That’s right, kiddies, it may be only Dec. 14 and rosters are far from finalized, but the prime pickings are now off the board. When Cueto agreed to a six-year deal at a reported $130 million with San Francisco on Monday, that left the Diamondbacks and Giants as two of the most improved teams in baseball.

Two teams in the same division as the Dodgers, who for now have only grown weaker.

So active early last off-season, Andrew Friedman and Farhan Zaidi have been improbably quiet this winter. Somebody send out a search party. Thus far, they have officially added no one. They reportedly agreed to sign Iwakuma for three years, but that report came out more than a week ago and they’ve yet to announce it.

They tried to bring back Greinke, but were almost implausibly outbid by the small-market Diamondbacks in both years and money. Greinke, 32, got six years at $206.5 million. Now Cueto, 30 in February, gets six years.

I can’t remember the Dodgers officially saying this fall they would not go six years on a pitcher, but you have to wonder if they drew a line. Their offer to Greinke was for five years.

It’s not like they won’t go there, having signed Kershaw for seven years.

Of course, Kershaw was 25 when he signed his $215-million deal almost two years ago. Maybe the Dodgers think Cueto’s injury history makes him undesirable for a long-term deal. And maybe they figured it just wasn’t wise to go six years on Greinke, who’ll be under contract through age 37.

Or maybe just nothing is going the way they planned it.

It’s been six weeks since the season ended, and the Dodgers have been doing backward ever since.
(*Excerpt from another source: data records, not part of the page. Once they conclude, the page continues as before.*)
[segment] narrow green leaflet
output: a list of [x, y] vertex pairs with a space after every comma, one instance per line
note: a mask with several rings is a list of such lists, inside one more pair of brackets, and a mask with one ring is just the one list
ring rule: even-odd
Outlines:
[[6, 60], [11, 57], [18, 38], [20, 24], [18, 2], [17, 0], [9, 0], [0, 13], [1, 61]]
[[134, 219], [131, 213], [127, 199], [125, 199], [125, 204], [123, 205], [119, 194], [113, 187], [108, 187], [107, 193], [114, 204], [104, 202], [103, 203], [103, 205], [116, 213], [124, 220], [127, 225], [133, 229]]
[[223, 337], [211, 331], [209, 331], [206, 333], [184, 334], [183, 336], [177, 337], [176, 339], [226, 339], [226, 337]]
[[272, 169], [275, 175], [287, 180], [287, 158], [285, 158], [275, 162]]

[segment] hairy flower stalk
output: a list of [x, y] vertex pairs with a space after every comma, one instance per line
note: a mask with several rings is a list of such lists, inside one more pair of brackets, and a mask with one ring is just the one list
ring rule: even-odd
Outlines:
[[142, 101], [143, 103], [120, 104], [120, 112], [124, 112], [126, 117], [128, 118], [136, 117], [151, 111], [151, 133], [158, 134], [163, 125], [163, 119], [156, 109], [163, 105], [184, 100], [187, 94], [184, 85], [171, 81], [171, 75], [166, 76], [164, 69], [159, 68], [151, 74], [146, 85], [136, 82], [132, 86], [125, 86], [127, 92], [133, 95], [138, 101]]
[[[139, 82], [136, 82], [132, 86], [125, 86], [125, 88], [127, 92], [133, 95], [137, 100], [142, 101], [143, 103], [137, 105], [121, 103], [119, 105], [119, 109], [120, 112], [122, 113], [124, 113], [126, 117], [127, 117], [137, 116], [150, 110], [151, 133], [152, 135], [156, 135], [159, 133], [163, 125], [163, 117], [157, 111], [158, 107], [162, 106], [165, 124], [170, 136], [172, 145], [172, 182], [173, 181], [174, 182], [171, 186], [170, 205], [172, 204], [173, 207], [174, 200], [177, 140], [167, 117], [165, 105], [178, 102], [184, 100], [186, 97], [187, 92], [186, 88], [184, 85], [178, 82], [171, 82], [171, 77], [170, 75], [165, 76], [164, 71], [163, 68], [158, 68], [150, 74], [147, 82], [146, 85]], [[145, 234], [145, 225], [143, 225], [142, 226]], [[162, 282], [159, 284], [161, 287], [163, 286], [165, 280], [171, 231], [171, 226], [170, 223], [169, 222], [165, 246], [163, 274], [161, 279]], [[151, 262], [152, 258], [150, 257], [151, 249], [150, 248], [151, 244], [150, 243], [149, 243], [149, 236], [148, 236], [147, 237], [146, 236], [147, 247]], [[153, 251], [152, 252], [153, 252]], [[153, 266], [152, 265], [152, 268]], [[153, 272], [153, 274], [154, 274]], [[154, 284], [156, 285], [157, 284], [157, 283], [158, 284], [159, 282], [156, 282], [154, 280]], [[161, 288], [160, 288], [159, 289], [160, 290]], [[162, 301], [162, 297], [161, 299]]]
An offense that needed improvement has lost second baseman Howie Kendrick without an addition. The rotation is down an irreplaceable ace. The bullpen was oddly supposed to be joined by closer Aroldis Chapman, even though they already had a proven closer in Kenley Jansen, but the deal (hopefully) fell apart when news broke that Chapman allegedly was involved in a domestic violence incident.


The team with the richest TV contract in baseball ($8.5 billion) has been left an observer. Pretty sure at this point last winter Friedman and Zaidi had already made about 2,311 deals. Thus far, they have officially re-signed infielder Chase Utley, 37, to a one-year deal.

And that’s all, folks.

Even if the Iwakuma announcement is forthcoming, the Dodgers will still need to make an addition to the rotation. With the big boys -- Greinke, Cueto and David Price -- now all locked up, there is a serious drop-off in quality among the remaining free-agent starers.

Which is not to say there still are not good free-agent pitchers -- Doug Fister, Yovani Gallardo, Scott Kazmir, Mike Leake -- available who can help any rotation. But the real difference makers are now locked up elsewhere.

The Dodgers, and all their riches, are reduced to off-season spectators.